犬の飼い方 6



「泊めてくれ」
 独身で一人暮らし、と目星を付けいきなり友達の家に押しかけた。
 友達は俺のただならぬ様子に顔を強張らせた後、中に入れてくれた。
 そして俺が荷物をどさと部屋に置いて大きく息を吐いたところで「なぁ」と声を掛けてきた。
「どうした?」
 心配そうなその声に、俺はようやく現実を取り戻したような気がした。
「どうしたもこうしたも!」
 俺は怒りのまま、さっきまでの状態を説明してやろうと思った。だが犬が人間になった、なんて言って誰が信じるだろうか。俺だって目にしていなければ信じられない。
 真顔で言ったところで頭の心配をされるのがオチだ。
 この友人は俺に負けず劣らず現実主義なのだ。
 なんせ人間よりパソコンを求めるような人間だ。
「泊まってくって、犬はいいのか?買い始めてから犬犬言ってたじゃないか」
 そう指摘されて、俺はまたぐっと言葉に詰まった。
 友達に会うと「犬を飼い始めた」とまず報告するのが俺の挨拶になっていた。
 だから俺の友達は俺が犬を溺愛していることを知っている。
 そんな俺が、部屋に犬を置いてこんなところに来ることは訝しいらしい。
 まさかその犬から逃げてきたなんて言えるはずもない。
「いいのか?」
「あ…ああ」
 良くないなんて言えるはずもない。なんで泊まって行くんだと訊かれた時のいいわけまで用意していなかった。俺の頭の中にあったのは、ただひたすらにあの男への驚きと恨みである。
 ここまで冷静さを失うのは我ながら珍しい。
「どうしたんだ?犬になんかあったのか?」
 俺が犬を残してここにやってきた。ということは友人の中ではかなりの異変らしい。
 急に深刻そうな顔をしてくれる。
 ペットに何かあっただけでここに駆け込んでくるような友達と思われているらしい。あながち外れていないのが悲しいところだった。
「まぁ…ちょっとな」
 何かもどうも、人間になりやがったのだ。
 忌々しい。犬だったはずなのに、犬のままであるべきだったのに。いや、この場合人間でなければ良かったのにと思うべきなのだろうか。
「だから荒れてんのか」
 友人の目には俺が相当動揺を見せているようだった。その通りで、平静さなどかけらもあるはずがない。

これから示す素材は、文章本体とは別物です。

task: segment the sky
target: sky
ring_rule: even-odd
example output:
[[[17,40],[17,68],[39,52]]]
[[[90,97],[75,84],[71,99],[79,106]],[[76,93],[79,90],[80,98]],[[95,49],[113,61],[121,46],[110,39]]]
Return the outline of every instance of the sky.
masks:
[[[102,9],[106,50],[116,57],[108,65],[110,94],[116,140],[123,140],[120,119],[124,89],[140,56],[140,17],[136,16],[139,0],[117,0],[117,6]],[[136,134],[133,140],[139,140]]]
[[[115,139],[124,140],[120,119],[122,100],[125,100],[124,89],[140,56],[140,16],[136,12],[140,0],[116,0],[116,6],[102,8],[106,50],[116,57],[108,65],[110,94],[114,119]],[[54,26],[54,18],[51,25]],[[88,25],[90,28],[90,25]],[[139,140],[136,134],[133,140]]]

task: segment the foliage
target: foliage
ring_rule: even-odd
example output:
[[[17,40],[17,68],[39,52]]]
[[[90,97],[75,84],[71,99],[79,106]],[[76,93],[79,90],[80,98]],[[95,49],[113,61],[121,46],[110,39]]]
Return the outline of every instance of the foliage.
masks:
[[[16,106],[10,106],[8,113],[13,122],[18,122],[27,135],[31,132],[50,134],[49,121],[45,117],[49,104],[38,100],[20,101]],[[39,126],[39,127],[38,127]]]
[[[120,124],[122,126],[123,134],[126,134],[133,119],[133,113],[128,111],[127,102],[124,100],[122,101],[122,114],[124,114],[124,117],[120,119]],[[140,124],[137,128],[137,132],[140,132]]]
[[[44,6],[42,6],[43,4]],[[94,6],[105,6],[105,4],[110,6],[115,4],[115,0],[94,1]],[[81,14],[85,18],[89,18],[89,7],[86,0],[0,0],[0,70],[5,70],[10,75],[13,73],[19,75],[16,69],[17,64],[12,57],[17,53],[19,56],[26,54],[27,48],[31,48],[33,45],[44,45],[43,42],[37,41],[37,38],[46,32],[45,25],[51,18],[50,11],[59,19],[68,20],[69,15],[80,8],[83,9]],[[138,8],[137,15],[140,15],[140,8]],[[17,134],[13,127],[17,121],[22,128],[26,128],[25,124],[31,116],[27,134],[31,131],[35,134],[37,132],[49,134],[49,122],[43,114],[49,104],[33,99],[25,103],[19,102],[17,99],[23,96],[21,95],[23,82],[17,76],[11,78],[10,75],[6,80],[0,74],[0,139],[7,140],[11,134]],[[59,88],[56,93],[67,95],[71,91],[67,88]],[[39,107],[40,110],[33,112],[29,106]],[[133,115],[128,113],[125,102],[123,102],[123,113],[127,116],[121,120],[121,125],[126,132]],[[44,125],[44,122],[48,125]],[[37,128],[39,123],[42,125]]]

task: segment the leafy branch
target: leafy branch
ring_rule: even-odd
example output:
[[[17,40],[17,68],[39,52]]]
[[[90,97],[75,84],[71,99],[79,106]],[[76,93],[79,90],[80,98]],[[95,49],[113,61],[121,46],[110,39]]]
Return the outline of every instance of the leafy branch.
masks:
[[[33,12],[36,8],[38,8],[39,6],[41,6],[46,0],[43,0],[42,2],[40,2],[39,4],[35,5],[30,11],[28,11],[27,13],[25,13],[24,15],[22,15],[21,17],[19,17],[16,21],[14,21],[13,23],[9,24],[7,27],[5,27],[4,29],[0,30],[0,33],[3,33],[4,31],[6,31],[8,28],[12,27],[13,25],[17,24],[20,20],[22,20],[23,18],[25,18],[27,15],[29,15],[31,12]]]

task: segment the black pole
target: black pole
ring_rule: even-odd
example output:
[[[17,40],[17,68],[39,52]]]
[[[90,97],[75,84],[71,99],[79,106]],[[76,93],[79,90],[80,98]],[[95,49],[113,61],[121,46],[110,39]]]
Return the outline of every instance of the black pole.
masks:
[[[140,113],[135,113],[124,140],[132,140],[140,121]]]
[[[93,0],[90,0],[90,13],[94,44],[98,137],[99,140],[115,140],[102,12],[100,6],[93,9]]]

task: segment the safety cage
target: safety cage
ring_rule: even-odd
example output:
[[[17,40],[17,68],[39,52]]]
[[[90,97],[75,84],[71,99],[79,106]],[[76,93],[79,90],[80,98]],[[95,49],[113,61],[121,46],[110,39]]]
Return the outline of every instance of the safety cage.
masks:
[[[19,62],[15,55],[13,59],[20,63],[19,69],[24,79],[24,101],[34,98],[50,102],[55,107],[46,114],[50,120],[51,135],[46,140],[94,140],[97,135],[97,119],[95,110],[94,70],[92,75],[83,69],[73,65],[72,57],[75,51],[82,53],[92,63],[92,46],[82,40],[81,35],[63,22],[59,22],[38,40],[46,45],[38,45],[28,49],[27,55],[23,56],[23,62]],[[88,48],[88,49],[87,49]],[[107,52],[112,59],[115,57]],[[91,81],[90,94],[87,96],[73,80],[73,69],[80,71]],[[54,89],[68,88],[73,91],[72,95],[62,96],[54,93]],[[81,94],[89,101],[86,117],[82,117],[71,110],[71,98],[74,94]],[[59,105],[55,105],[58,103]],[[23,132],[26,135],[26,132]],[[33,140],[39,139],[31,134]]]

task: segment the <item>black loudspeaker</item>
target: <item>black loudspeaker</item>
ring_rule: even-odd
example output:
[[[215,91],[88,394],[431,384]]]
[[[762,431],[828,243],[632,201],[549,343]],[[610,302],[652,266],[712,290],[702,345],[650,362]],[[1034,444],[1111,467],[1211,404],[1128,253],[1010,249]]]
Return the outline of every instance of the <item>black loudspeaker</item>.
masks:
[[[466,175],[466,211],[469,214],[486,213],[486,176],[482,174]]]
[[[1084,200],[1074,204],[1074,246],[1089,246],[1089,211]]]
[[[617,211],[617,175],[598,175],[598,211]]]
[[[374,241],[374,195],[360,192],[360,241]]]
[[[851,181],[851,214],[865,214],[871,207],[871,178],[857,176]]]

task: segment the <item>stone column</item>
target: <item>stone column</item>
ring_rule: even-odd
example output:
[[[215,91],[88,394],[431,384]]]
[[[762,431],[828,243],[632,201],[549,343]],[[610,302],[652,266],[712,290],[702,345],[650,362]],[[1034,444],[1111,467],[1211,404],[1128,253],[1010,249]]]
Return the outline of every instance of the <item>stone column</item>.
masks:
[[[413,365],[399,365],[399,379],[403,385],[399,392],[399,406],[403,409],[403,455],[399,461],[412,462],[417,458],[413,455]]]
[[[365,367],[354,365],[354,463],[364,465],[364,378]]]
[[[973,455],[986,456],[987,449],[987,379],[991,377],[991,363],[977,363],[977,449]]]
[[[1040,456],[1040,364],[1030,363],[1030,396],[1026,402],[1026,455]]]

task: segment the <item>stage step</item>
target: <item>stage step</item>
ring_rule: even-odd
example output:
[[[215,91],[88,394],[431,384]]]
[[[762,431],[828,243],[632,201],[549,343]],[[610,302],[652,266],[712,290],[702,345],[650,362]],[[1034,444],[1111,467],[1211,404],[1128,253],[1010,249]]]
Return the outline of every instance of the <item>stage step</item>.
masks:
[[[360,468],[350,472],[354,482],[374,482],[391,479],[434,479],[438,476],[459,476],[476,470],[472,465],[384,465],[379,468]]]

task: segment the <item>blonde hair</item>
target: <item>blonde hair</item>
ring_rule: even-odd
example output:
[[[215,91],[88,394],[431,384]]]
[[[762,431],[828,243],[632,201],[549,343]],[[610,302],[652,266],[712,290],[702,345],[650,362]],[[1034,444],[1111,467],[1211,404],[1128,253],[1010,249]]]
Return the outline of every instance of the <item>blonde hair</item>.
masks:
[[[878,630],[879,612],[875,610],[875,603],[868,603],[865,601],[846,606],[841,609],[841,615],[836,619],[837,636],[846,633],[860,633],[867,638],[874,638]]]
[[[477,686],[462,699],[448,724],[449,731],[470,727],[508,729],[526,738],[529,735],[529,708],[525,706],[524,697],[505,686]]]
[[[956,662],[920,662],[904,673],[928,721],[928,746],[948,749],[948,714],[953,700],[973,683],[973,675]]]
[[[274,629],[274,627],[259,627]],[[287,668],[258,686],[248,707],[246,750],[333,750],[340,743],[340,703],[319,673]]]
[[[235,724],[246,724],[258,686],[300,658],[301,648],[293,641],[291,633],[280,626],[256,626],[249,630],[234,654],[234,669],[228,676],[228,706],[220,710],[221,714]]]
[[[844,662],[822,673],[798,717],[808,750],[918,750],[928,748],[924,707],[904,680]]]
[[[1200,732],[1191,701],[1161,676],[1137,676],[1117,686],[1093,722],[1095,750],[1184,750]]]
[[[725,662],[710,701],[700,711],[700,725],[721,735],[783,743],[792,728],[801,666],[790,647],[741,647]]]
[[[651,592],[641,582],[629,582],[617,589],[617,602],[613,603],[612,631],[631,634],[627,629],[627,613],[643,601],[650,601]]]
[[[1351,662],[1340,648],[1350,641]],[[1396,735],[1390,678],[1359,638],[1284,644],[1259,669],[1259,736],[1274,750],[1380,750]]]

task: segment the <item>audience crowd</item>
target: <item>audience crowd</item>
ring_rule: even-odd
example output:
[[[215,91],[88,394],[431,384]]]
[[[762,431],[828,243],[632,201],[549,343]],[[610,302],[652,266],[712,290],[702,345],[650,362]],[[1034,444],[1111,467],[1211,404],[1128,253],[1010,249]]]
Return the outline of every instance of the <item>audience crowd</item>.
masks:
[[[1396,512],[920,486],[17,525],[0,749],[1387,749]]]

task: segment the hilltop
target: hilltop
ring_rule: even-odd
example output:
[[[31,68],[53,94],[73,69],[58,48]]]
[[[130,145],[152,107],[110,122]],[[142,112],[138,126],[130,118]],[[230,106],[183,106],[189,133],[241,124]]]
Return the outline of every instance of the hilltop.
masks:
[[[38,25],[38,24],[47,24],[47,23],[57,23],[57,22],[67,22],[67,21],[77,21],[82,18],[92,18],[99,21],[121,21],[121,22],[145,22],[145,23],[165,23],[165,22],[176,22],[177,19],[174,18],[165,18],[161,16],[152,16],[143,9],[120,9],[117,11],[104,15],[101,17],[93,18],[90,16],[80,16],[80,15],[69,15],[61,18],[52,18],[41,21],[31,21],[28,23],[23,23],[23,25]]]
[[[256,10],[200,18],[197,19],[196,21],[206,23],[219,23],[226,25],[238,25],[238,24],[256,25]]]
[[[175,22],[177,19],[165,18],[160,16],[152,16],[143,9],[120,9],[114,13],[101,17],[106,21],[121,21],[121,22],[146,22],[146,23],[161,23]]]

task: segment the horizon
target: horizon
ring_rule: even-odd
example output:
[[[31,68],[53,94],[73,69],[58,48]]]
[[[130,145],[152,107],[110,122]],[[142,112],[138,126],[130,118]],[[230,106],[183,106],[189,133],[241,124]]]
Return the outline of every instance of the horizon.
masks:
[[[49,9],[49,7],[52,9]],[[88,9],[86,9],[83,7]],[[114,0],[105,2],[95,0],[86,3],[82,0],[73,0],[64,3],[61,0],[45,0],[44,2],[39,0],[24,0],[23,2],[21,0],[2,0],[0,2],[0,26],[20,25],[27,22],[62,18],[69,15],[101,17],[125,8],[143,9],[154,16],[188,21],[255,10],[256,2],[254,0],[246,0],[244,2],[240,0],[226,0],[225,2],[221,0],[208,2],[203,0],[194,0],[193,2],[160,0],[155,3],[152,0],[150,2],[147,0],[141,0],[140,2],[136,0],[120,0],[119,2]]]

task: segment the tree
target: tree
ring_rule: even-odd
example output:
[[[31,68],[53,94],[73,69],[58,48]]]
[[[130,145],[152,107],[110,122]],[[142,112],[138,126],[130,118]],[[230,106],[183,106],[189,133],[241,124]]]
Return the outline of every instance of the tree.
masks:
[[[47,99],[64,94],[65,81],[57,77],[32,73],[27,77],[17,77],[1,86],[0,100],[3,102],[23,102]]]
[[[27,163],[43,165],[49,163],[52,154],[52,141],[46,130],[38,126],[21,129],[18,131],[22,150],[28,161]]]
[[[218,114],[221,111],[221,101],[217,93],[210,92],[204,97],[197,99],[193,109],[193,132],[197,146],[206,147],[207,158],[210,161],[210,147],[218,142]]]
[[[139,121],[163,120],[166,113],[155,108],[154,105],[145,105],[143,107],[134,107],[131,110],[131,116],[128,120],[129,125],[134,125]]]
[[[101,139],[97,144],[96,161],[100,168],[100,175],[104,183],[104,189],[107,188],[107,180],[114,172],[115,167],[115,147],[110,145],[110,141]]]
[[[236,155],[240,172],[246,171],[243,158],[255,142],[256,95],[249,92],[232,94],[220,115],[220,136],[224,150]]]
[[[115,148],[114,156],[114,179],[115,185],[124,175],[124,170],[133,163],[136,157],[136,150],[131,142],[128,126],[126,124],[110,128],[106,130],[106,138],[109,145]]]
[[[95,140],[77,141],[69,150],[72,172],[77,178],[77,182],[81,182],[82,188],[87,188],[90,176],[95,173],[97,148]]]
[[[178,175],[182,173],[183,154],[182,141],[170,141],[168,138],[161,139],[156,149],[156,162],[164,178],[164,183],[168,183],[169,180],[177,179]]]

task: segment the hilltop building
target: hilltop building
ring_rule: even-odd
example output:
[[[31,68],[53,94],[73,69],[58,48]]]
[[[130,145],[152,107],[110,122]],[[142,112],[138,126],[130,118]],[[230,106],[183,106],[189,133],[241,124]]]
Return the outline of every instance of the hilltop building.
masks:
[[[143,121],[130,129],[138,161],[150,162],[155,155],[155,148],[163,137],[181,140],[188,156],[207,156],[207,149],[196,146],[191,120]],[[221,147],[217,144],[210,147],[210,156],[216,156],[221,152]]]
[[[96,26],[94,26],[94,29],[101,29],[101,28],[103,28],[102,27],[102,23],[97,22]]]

 むしろちゃんと友人の家に数日泊まれる荷物を持って押し掛けられたこと自体、よく出来たものだと自分を褒めたいほどだ。
 あの後何も持たずに勢いで飛び出しても異常ではないだろう。
「それで犬はどうした?病気か?怪我か?」
 俺の近くにあぐらをかいて、友人は尋ねてくる。きっと話を聞いてやったほうが俺は落ち着くと思ったのだろう。
 眼鏡を押し上げる様は真面目そのもので、俺は真実を口にすることは到底無理だと思った。
 迷っていると、友人は勝手に表情を曇らせる。
「まさか亡くなったなんてことは…」
「いや。大丈夫。ちょっと病気で、入院してるだけだから」
 死んだなんてことは例え話でも言いたくなかった。
 俺の思っていた豆吉はどこにもいないけれど、それでも愛らしいあの子が死んだなんて嘘でも嫌なのだ。
 その辺りが複雑だった。
「いつまで?」
「え?ああ…病状による」
 つい入院してるなんて言ったけど、中身は全く考えていない。だから適当に誤魔化した。
 友人はあまり俺に詳しく尋ねるともっと動揺すると思ったのか「そうか」と犬の話をそこで止めた。
 あまり詮索しない性格がありがたい。
 もしこいつが今後困った状態になったら俺は手助けをしよう。俺みたいにペットが人間になったなんて、生き物があまり好きではないこいつにはないだろうことだが。
「落ち着くまでここにいろよ」
「悪い」
 頭を下げると友人は軽く笑った。
「犬のことになるとおまえって過敏だよな。人には関心ないのに」
 そう言われ、俺は「仕方ない」と答えていた。
 だって犬が好きなのだ。好きなものに対しては誰だって敏感で、心配で、不安なものだろう。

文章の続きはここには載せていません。